Quenched central galaxies tend to reside in a preferentially quenched large-scale environment, a phenomenon that has been dubbed galactic conformity.  This tendency persists out to scales far larger than the virial radius of the halo hosting the central.  Therefore, conformity manifestly violates the widely adopted assumption that the DM halo mass Mvir exclusively governs galaxy occupation statistics.  This paper is the first in the series studying the implications of the observed conformity signal for the galaxy-CM connection.  Show that recent measurements of conformity on scales R~1-5 Mpc imply that central galaxy quenching statistics cannot be correctly predicted with the knowledge of Mvir alone.  Also demonstrate that ejected (or 'backsplash') satellites cannot give rise to the signal.
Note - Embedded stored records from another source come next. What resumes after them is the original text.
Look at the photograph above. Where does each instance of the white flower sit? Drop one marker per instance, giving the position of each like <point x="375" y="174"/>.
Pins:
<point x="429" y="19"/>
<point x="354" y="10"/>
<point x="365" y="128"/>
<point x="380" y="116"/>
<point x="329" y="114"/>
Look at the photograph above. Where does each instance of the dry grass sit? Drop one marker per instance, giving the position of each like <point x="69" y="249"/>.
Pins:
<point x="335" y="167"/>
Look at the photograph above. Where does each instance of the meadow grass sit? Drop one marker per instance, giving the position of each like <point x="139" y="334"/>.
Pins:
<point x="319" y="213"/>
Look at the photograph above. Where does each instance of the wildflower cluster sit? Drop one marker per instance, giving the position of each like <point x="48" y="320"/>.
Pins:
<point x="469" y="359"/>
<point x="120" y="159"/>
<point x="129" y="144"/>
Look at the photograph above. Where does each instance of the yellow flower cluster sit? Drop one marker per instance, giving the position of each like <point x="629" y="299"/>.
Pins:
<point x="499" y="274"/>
Then invoke the age matching model, which is predicated on the coevolution of galaxies and haloes.  Find that this model pro dues a strong signal, and that central galaxies are solely responsible.  Conclude that large-scale '2-halo' conformity represents a smoking gun of central galaxy assembly bias, and indicates that contemporary models of satellite quenching have systematically over-estimated the influence of post-infall processes.

1404.6527
Some like it triaxial: the universality of dark matter halo shapes and their evolution along the cosmic time
Despali, Giocoli, Tormen

Present a detailed analysis of DM halo shapes, studying how the distributions of ellipticity, prolateness and axial ratios evolve as a function of time and mass.  With this purpose in mind, analyzed the results of three cosmological simulations, running an ellipsoidal halo finder to measure triaxial halo shapes.  The simulations have different scales, mass limits and cosmological parameters, which allows to ensure a good resolution and statistics in a wide mass range, and to investigate the dependence of halo properties on the cosmological model.  Confirm the tendency of haloes to be prolate at all times, even if they become more triaxial going to higher z.  Regarding the dependence on mass, more massive haloes are also less spherical at all z, since they are the most recent forming systems and so still retain memory of their original shape at the moment of collapse.  Then propose a rescaling of the shape-mass relations, using the variable nu=delta_c/sigma to represent the mass, which absorbs the dependence on both cosmology and time, allowing to find universal relations between halo masses and shape parameters (ellipticity, prolateness and the axial ratios) which hold at any redshift.  This may be very useful to determine prior distributions of halo shapes for observational studies.


1404.6828
Galaxy and mass assembly (GAMA): the halo mass of galaxy groups from maximum-likelihood weak lensing
Han, Eke, Frnek, Mandelbaum, Norberg, Schneider, Peacock, … et al

Present maximum-likelihood WL analysis of the mass distribution in optically selected spectroscopic Galaxy Groups in GAMA, using SDSS photometric galaxies as sources.  The scaling of halo mass, M_h, with various group observables is investigated.  Main results: 1) the measured relations of halo mass with group luminosity, virial volume and central galaxy stellar mass, M*, agree very well with predictions from mock group catalogues constructed from a GALFORM SAM implemented in Millennium LCDM N-body sim, 2) the measured relations of halo mass with velocity dispersion and projected half-abundance radius show weak tension with mock predictions, hinting at problems in the mock galaxy dynamics and their small scale distribution; 3) the median Mh|M* measured from WL depends more sensitively on the dispersion in M* at fixed Mh than it does on the median M*|Mh.  Measurements suggest an intrinsic dispersion of sigma_log(M*) ~ 0.15; 4) Comparing mass estimates with those in the catalogue, find that the group catalog mass can give biased results when used to select subsets of the group sample.  Of the various new halo mass estimators that are calibrated using WL measurements, group luminosity is the best single-proxy estimator of group mass.